Soll es etwa eine Schande sein, wenn ein Teenager mit 13 Jahren noch Jungfrau ist? Diese verrückte Idee wurde einem Jungen im US-Staat New Mexico von seinen Mitschülern eingehämmert. Wie die amerikanische Nachrichtenseite koat.com berichtet, hat dort ein Teenager ein 7-jähriges Mädchen aus seiner eigenen Familie vergewaltigt, um seine Jungfräulichkeit zu verlieren. Mittlerweile wurde er verhaftet.

Laut Polizei, sei der Junge durch ständiges Mobbing in der Schule zu diesem schlimmen Verbrechen verleitet worden. Der 13-Jährige sitzt derzeit in einem Jugendgefängnis in Santa Fe.
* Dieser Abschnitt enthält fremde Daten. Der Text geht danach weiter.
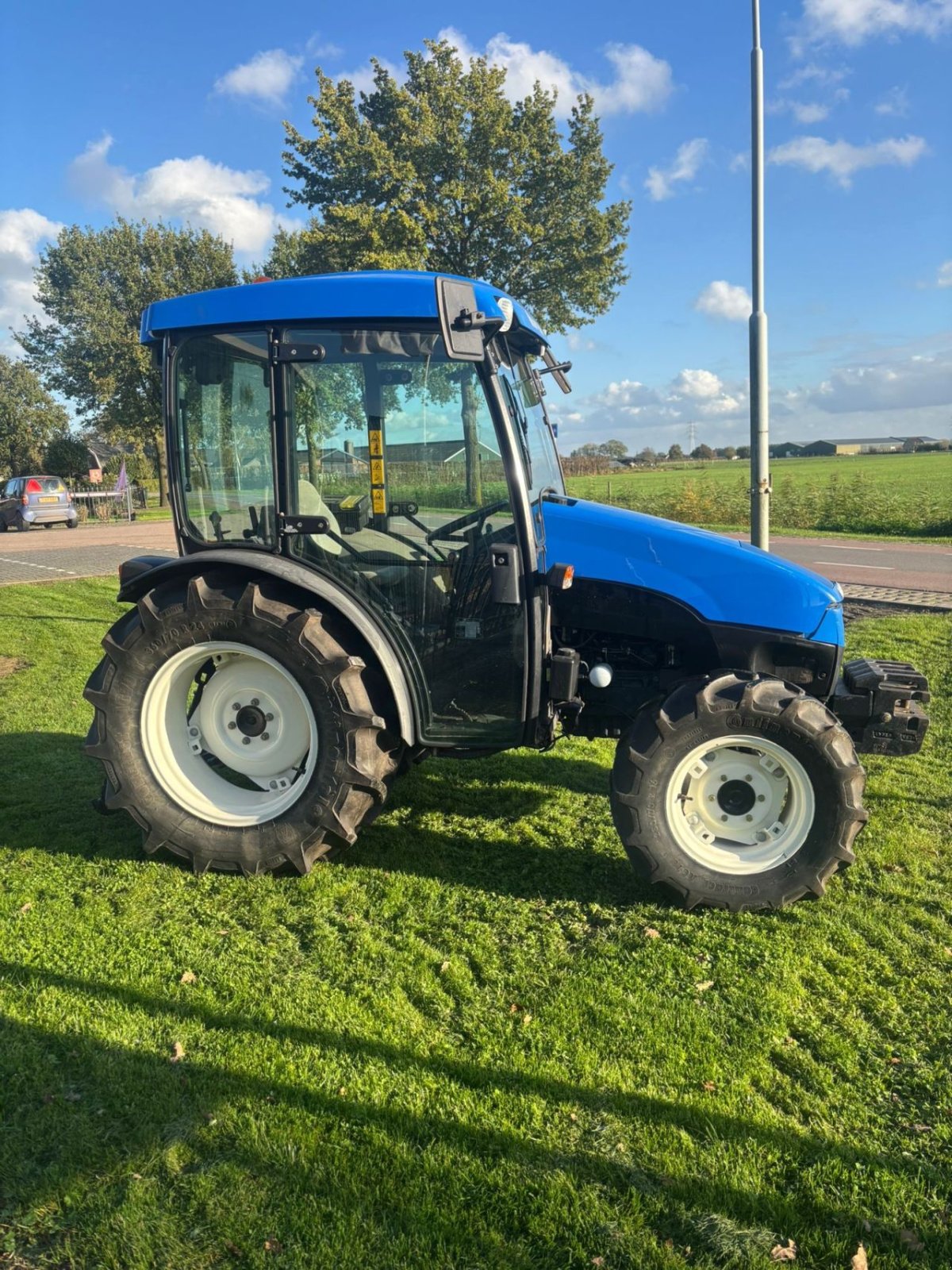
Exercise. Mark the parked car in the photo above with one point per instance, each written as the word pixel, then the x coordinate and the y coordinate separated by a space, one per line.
pixel 29 501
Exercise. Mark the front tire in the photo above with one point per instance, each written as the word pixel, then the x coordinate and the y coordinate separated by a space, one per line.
pixel 739 793
pixel 277 762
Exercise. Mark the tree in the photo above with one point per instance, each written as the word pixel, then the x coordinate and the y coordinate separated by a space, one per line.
pixel 613 450
pixel 29 418
pixel 93 286
pixel 443 173
pixel 67 456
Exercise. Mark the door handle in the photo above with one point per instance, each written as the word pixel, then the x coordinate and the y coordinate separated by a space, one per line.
pixel 505 563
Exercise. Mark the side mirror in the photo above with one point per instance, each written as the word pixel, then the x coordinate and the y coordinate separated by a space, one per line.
pixel 558 370
pixel 461 321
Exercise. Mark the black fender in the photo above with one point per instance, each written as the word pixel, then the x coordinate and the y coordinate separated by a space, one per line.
pixel 135 581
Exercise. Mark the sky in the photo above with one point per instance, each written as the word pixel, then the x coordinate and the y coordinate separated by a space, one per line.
pixel 177 114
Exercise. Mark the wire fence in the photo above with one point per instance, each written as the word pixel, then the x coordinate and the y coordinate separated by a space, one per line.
pixel 94 503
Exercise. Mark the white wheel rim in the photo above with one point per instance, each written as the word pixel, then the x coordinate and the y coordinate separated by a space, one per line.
pixel 740 804
pixel 271 740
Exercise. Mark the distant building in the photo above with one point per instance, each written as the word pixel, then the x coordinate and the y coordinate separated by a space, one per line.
pixel 787 450
pixel 856 446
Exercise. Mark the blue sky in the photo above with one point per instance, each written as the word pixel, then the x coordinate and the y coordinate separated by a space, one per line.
pixel 178 114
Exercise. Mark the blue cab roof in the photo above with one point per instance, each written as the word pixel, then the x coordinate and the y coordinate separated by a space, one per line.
pixel 370 296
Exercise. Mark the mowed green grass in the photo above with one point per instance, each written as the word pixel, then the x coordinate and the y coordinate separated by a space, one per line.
pixel 465 1047
pixel 901 495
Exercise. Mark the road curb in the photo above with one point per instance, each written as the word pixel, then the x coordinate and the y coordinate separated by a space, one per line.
pixel 899 597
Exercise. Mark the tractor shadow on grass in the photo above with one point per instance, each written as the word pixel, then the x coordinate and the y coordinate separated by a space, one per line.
pixel 494 832
pixel 94 1119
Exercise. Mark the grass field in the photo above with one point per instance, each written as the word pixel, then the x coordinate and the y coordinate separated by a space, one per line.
pixel 908 495
pixel 478 1043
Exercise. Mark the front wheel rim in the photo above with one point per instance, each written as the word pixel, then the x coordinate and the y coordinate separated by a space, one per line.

Die Polizei stellt den jugendlichen Sextäter aber auch als Opfer hin. "In diesem Fall geht es nur um Mobbing", erkärt Sheriff Thomas Rodella gegenüber koat.com. "Wegen des Mobbings haben wir jetzt zwei Opfer."
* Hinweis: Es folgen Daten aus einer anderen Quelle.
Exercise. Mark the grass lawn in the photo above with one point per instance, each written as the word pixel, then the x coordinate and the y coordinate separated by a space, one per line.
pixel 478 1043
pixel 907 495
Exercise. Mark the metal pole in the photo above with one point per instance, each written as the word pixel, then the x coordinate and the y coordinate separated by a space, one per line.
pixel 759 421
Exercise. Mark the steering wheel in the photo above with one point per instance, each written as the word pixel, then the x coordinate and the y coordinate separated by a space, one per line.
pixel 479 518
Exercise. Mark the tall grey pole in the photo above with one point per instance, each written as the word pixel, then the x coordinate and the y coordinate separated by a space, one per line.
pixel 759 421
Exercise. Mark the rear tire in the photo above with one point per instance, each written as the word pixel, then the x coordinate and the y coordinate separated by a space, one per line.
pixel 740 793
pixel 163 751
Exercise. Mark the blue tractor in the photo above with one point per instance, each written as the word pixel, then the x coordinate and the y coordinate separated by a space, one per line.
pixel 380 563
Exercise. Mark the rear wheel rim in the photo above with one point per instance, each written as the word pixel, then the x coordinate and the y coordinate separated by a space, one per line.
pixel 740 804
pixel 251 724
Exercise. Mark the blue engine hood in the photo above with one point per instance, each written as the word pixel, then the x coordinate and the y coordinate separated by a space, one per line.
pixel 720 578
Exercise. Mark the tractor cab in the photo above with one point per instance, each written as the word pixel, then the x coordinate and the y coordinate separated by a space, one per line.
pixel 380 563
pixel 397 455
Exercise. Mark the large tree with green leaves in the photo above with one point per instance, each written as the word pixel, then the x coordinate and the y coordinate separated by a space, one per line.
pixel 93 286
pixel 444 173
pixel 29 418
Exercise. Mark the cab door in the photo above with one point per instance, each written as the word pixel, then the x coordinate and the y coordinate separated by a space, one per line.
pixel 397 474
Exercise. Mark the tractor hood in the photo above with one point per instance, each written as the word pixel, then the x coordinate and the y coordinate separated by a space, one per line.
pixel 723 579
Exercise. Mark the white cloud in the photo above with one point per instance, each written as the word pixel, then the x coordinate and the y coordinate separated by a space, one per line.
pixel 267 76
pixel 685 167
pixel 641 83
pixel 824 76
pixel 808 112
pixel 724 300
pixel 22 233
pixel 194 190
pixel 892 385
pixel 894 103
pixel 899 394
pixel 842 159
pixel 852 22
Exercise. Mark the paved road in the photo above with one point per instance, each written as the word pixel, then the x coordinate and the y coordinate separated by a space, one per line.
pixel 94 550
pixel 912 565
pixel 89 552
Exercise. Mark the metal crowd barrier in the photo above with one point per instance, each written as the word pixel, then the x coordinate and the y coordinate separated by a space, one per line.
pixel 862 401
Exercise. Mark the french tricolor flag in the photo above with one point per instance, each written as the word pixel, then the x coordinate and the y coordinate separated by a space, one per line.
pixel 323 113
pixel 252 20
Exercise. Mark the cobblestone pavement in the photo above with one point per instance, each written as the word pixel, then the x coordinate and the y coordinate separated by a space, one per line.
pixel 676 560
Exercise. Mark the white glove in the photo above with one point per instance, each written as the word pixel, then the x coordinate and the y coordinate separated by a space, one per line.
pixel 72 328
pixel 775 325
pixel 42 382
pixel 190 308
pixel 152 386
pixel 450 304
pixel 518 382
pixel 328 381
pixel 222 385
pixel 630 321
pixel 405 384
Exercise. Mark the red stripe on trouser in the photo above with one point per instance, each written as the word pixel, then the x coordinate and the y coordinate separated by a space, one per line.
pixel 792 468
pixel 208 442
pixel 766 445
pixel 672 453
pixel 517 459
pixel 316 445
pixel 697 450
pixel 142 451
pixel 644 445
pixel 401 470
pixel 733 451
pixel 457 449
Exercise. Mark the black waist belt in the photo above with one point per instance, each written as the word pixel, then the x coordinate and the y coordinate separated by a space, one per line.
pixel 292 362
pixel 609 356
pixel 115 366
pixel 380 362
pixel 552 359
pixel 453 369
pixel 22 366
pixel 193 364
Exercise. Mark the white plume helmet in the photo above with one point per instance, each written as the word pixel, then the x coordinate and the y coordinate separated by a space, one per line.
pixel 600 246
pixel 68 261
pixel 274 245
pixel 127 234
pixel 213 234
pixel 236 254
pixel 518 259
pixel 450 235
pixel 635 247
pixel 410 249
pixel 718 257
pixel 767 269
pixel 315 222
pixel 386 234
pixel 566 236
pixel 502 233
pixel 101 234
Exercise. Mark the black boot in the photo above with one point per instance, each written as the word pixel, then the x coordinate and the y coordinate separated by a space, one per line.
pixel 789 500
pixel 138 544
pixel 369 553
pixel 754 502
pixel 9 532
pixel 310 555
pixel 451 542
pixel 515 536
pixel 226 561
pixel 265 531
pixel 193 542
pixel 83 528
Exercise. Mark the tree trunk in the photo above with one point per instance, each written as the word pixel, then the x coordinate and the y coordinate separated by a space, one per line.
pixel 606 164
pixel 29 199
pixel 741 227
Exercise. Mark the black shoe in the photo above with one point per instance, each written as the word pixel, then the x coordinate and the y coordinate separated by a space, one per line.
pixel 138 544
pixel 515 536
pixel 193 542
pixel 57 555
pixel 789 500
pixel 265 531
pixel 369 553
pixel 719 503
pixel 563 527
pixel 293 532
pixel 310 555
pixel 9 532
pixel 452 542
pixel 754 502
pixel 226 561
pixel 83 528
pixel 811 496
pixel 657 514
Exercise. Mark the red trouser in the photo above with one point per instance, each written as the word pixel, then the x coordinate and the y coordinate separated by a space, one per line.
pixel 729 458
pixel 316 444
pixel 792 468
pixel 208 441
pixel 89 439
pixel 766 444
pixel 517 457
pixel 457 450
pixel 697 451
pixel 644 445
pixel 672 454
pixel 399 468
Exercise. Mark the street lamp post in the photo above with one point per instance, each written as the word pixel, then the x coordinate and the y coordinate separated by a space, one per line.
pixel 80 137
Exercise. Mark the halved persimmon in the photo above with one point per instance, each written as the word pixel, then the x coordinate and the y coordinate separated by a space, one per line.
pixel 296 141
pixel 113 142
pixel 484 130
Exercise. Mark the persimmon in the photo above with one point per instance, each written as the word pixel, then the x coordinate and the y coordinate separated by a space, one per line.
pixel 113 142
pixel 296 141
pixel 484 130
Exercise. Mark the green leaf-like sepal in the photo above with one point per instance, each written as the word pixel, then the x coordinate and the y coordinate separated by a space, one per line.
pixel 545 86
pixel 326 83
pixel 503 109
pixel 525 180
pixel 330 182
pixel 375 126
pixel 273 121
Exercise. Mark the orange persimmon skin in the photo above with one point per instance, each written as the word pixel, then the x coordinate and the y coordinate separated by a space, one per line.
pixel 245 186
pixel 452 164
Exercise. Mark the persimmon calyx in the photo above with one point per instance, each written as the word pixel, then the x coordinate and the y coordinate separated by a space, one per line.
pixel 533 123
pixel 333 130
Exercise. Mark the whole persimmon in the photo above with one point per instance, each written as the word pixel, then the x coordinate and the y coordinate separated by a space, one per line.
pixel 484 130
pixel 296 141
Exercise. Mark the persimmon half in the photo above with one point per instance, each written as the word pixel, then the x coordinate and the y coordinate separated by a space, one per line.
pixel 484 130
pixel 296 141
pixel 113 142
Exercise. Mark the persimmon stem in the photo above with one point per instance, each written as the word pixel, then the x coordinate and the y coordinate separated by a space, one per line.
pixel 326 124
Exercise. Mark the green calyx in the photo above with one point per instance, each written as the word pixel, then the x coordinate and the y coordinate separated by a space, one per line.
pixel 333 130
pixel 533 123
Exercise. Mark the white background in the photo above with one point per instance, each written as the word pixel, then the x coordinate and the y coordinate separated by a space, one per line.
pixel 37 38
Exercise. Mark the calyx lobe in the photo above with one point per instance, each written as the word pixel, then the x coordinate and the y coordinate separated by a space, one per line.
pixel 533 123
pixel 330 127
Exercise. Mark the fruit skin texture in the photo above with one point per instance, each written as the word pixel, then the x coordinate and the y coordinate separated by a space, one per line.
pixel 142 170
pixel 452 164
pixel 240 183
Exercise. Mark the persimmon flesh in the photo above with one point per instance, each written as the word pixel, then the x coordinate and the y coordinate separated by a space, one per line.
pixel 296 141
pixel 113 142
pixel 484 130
Die Menschen aus der Nachbarschaft des Täters reagieren bestürzt: "Es ist einfach traurig, wenn ein 13-Jähriger so schikaniert wird, dass er sich entschließt, einem Familienmitglied etwas derart Schlimmes anzutun", zitiert koat.com Kathryn Martinez, die selbst Mutter ist.

Am Dienstag muss ein Richter entscheiden, ob der Junge weiter im Gefängnis bleibt oder ob er nach Hause zurückkehren darf.